Surveillance and response indicators to measure a country’s preparedness have been recommended by WHO.
The former include establishment of baseline rates of microcephaly and Gullain Barre syndrome; and laboratory capacity for RT-PCR (reverse transcription polymerase chain reaction) and ELISA (enzyme-linked immunosorbent assay) + PRNT (plaque-reduction neutralisation tests).
The latter includes hospitalisation rates of ZIKV-associated Gullain Barre syndrome; neuroimaging rates in ZIKV-associated microcephaly; ultrasound screening rates in ZIKV-confirmed pregnancies; risk communication strategy and/or implementation plan; routine vector surveillance; resistance to insecticide; and sites that report on the impact of vector control measures.

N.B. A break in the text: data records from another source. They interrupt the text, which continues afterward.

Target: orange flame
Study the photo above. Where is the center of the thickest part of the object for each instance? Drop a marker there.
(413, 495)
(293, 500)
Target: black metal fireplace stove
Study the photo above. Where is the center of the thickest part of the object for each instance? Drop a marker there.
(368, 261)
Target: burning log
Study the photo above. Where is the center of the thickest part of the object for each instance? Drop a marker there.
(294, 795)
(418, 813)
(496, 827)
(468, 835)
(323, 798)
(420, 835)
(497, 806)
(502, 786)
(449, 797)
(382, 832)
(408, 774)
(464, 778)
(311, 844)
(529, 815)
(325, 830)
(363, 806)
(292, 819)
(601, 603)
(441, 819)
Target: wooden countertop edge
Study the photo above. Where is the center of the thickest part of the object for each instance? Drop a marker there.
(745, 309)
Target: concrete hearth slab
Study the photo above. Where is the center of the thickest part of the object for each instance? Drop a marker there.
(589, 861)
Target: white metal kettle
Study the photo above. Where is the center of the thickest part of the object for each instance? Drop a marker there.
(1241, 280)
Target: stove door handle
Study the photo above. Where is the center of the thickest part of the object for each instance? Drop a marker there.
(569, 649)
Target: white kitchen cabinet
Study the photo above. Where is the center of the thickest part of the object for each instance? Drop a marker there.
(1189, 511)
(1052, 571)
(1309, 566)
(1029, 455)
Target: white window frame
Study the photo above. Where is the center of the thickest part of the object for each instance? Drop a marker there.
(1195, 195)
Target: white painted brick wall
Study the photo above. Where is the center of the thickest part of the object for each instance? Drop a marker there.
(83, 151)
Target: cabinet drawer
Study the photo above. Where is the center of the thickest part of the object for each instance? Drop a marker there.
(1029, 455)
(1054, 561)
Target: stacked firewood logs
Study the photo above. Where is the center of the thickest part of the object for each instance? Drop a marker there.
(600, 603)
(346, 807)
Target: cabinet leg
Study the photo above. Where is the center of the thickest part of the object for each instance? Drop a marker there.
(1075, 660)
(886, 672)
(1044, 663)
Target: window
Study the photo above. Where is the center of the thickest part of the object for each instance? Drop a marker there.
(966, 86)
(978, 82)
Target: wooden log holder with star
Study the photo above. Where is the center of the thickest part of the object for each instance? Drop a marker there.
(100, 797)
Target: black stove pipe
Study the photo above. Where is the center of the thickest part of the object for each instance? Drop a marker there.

The WHO has rung the alarm bells. How prepared is Malaysia?
Which of the surveillance and response indicators are in place? What about the indicators that are not in place?
Clinicians have many unanswered questions. Are there registers for microcephaly and Gullain Barre syndrome, and if so, what are the mechanisms for data collection and analysis?
What are the processes to deal with suspected cases? Which healthcare facilities can be utilised for diagnostic and therapeutic purposes?
A particularly relevant question is about the response to the threat from the ubiquitous Aedes mosquito, which transmits dengue, Japanese encephalitis, chikungunya, ZIKV and yellow fever, and how effective it is?
Are there local practice guidelines from the Health Ministry, and if so, how can clinicians access them? If not, which guidelines are recommended?
That there is a need for an adequate and transparent pre-emptive response from policy makers, as soon as possible, to avert a likely outbreak of ZIKV infection, with potential catastrophes for those infected, is not an understatement.
Dr Milton Lum is a past president of the Federation of Private Medical Practitioners Associations, Malaysia and the Malaysian Medical Association. The views expressed do not represent that of organisations that the writer is associated with. The information provided is for educational and communication purposes only and it should not be construed as personal medical advice. Information published in this article is not intended to replace, supplant or augment a consultation with a health professional regarding the reader’s own medical care. The Star disclaims all responsibility for any losses, damage to property or personal injury suffered directly or indirectly from reliance on such information.